31ème Dimanche du To
Père Michel Mounier
Mc 12, 28b-34
Quel est le plus grand des commandements ? Il y aurait donc un hiérarchie dans les commandements. Certains seraient plus grands. Il y a ici un piège : imaginer qu’on peut cultiver l’amour de Dieu et du prochain en laissant de côté le décalogue, les dix paroles : tu ne tueras pas, tu ne commettras pas l’adultère, tu ne voleras pas. Si les commandements cités par Jésus sont plus grands, c’est parce qu’ils contiennent tous les autres. Saint Augustin disait « aime et fais ce que tu veux ». Oui mais pas n’importe quoi car si tu aimes pour de bon, « ce que tu veux » sera l’expression de cet amour. D’ailleurs le décalogue ne nous dit pas comment faire, mais ce que nous pouvons ne pas vouloir sans sortir de l’amour. Aucune loi extérieure ne peut nous prescrire comment aimer, nous sommes livrés à notre liberté, notre discernement. Jésus semble tricher, contourner le problème. Le scribe lui demande : quel est le plus grand commandement, Jésus répond en en citant deux. Je n’ose envisager que Jésus ait été ignatien avant l’heure ! Il en cite donc deux, et aucun n’est tiré du décalogue. Le premier vient du très beau texte que nous avons entendu : « Écoute Israël », pierre d’angle de la foi juive, que les israélites disent tous les jours, dans le livre du Deutéronome. Le second est tiré du livre du Lévitique. En amalgamant ces deux commandements, Jésus nous dit que le premier passe par le second.
Que signifie aimer Dieu que nous ne voyons pas et qui ne nous parle que par l’Écriture livrée à notre interprétation ? La première lettre de Jean nous dit que l’amour pour Dieu passe par l’amour du prochain : « Qui n’aime pas son frère qu’il voit ne saurait aimer Dieu qu’il ne voit pas ». Nul besoin même de voir Dieu en lui, en eux. Il suffit, entre guillemets, il suffit de les aimer tels qu’ils sont et parce qu’ils sont là. Simplement.

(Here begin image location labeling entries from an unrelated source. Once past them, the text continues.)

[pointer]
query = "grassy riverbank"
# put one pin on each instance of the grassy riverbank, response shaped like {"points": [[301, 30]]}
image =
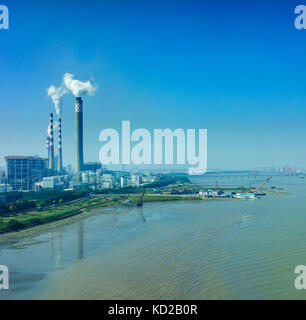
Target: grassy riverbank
{"points": [[43, 216], [34, 218]]}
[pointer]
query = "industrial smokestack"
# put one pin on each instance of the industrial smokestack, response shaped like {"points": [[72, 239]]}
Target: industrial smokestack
{"points": [[79, 134], [51, 158], [60, 156], [48, 149]]}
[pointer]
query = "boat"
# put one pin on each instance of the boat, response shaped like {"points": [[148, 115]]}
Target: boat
{"points": [[245, 196]]}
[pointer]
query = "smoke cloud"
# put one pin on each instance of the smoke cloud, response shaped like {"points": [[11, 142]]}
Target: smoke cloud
{"points": [[56, 96], [77, 87]]}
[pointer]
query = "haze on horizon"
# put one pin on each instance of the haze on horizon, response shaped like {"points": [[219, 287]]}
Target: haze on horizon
{"points": [[236, 69]]}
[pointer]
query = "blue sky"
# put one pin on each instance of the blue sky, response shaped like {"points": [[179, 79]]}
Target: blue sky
{"points": [[237, 69]]}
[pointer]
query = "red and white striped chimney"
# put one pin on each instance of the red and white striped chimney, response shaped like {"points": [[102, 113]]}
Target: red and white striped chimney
{"points": [[51, 158], [48, 149], [60, 156]]}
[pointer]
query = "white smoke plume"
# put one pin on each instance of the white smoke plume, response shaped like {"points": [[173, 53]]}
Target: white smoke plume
{"points": [[56, 96], [77, 87]]}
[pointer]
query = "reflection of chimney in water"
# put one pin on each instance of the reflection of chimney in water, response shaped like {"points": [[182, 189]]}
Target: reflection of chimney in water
{"points": [[59, 252], [52, 245], [80, 240]]}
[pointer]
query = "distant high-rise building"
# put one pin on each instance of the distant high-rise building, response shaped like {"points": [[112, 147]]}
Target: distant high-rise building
{"points": [[23, 171]]}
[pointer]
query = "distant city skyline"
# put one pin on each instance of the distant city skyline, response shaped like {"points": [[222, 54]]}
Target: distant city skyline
{"points": [[235, 69]]}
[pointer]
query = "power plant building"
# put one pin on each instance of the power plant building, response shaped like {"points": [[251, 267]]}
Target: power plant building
{"points": [[23, 172]]}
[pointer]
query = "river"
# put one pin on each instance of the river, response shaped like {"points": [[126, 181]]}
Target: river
{"points": [[184, 250]]}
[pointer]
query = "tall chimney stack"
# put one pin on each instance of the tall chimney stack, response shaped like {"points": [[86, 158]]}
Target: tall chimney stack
{"points": [[60, 156], [79, 134], [51, 158], [48, 149]]}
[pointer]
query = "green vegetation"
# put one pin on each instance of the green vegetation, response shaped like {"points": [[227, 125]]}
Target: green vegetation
{"points": [[21, 221], [24, 201]]}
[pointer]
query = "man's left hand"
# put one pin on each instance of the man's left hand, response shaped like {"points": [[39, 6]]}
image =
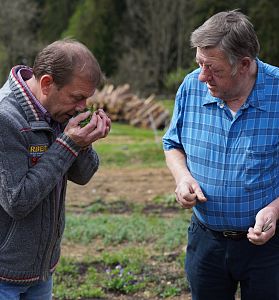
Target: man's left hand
{"points": [[265, 226]]}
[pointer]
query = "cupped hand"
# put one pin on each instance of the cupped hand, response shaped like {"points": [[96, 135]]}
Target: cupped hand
{"points": [[260, 233], [188, 192], [98, 127]]}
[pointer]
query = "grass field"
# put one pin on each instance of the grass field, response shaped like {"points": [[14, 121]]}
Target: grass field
{"points": [[123, 249]]}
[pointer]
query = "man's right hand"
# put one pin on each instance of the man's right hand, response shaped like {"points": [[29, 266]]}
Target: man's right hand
{"points": [[188, 192], [98, 127]]}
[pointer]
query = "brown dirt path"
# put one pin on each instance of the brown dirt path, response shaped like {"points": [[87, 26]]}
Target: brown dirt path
{"points": [[129, 184]]}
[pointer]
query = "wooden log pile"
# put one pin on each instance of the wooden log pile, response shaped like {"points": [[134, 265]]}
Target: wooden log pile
{"points": [[122, 105]]}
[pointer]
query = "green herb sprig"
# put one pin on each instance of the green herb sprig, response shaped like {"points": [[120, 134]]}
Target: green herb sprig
{"points": [[87, 120]]}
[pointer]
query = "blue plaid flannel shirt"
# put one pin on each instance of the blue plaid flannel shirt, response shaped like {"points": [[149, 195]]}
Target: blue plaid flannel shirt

« Cela vaut mieux que toute offrande, holocauste ou sacrifice. » Le scribe dit cela alors que le culte du Temple était central dans la religion d’Israël et Jésus lui-même s’y rend régulièrement.
Mais l’illusion de pouvoir offrir un sacrifice, c’est à dire de mériter la bienveillance de Dieu, de l’acheter en quelque sorte, nous est-elle vraiment étrangère ? Est-ce qu’elle ne hante pas les mentalités chrétiennes autant qu’à l’époque de Jésus et des sacrifices ?
L’Évangile de Matthieu nous dit : « Si tu présentes ton offrande à l’autel et que tu te souviens que ton frère a quelque chose contre toi, laisse ton offrande devant l’autel et va d’abord te réconcilier avec ton frère. » Ou encore : « c’est l’amour que je veux, non les sacrifices. »
Jésus récapitule ainsi l’enseignement des prophètes. Celui-ci trouve en Jésus sa plénitude. La religion pure et sans tache aux jeux du Père, la voici : visiter les orphelins et les veuves dans leur détresse et se garder sans tache dans le monde. Le culte ne sert à rien s’il n’est pas l’expression de l’amour, un amour qui se vit ailleurs. Tout à l’heure je vous dirai : « Allez », non parce que la messe est finie, mais parce que nous sommes attendus ailleurs, envoyés pour aimer.
Peut-on commander d’aimer ? Je l’espère car c’est une Bonne Nouvelle. Jésus, en refondant l’amour du prochain dans l’amour de Dieu nous indique la source : une Parole qui prend l’ascendant, sans les nier, sur nos affinités et nos sécheresses affectives.
Seigneur, il ne se possède pas ton Amour. Mais il passe par nous dans la mesure où nous le laissons passer. Il est un joug léger ton Amour. Seigneur, il est le petit frère bien-aimé de ta grâce.